House OKs Reform on Park Concessions

The Senate must decide whether to sign off on the bill.

By Michael Doyle
Fresno Bee - October 14, 1998


WASHINGTON - The decades-long fight to change park concessions, propelled by revelations about old business dealings at Yosemite National Park, effectively concluded on the House floor Tuesday.

The House easily passed a park reform measure that eventually will change how big national parks like Yosemite, Sequoia and Kings Canyon pick hotel and restaurant operators. The legislation also will help Yosemite's curious neighbors track the park's budget and operating plans, and give park enthusiasts a new way to pay for their annual visits.

"It's taken us years and lots of work to get us to this point," said Rep. James Hansen, R-Utah. "This was a very difficult piece of legislation to put together."

To be sure, Hansen, chairman of the House parks subcommittee, has a few more hours to go before the 105th Congress adjourns. The Senate must still formally sign off on the bill it has passed once before, and the measure could be taken political hostage for unrelated purposes.

The measure, approved by voice vote, avoids past controversies like any effort to winnow out existing national parks, but goes beyond concession management.

For instance, national parks will have to start making available to the public their annual budgets, performance plans and five-year strategic plans. That will give Yosemite's neighbors, for instance, the chance to see more easily how the park divvies up its $19 million annual budget.

"Most of that information already exists, but not in one place," Yosemite spokesman Kendell Thompson said. "I'm sure there are people who would find it convenient to have it packaged together."

Park visitors and memorabilia collectors also will get to buy a new kind of annual park "passport." For $50 a year, people will be able to buy a stamp providing unlimited access to national parks. Like the Fish and Wildlife Service's popular duck stamps, the park stamp design will be selected through an annual competition. As about 15% of Yosemite's 4 million yearly visitors already buy the similar Golden Eagle Passport, and about 5,600 such passports are sold at Sequoia and Kings Canyon every year, the new passports have popular potential.

"It certainly is a major advantage to the visitor, if they're going to visit several parks," said Kris Fister, spokeswoman for Sequoia and Kings Canyon national parks.

The core of the legislation repeals a 1965 law governing park concessions. Perennial efforts to repeal the law were boosted in the early 1990s, with the news that Yosemite's then-concessionaire was only paying the government three-quarters of 1% of its revenues that exceeded $89 million.

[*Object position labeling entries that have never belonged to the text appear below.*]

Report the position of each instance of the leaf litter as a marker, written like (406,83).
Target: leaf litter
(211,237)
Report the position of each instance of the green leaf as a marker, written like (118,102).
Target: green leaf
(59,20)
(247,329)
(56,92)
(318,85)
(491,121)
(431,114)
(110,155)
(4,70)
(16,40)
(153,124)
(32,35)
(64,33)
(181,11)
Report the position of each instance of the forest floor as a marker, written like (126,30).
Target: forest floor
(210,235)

It took until this year, however, for the House and Senate to agree on legislation, and Yosemite's contract long since has been modified so that the equivalent of about 22% of gross revenues go to the park.

Some California-based park professionals worried Tuesday that the bill actually will make their work harder and make it difficult to replicate improvements recently undertaken at Yosemite.

For instance, they worry about the clout of a new concessions advisory board and the implications of contracting out the park service's concessions management.

"It leaves us in a less powerful position," Stephen Crabtree, San Francisco-based concessions management chief for the park service's Pacific West region, "and the concessionaire gets more power."

For future contracts, like a new one for Grand Canyon, the bill changes how the park service calculates the value of the concessionaire's investments. Existing contracts, like the one calling for Delaware North Park Services to spend at least $11 million in building the Wuxsachi visitors facility at Sequoia, will stay the same.

The bill eliminates one impediment to concession competition, which is the preference given incumbent concessionaires. However, small guide and packhorse services like the four that serve Sequoia and Kings Canyon retain this preferential right to renew.

The new Sequoia concessions contract taking effect Nov. 1, for instance, will run from between 15 and 30 years, depending on the size of the investment made by Delaware North Park Services. The bill calls for 10-year contracts, or 20 years at a maximum.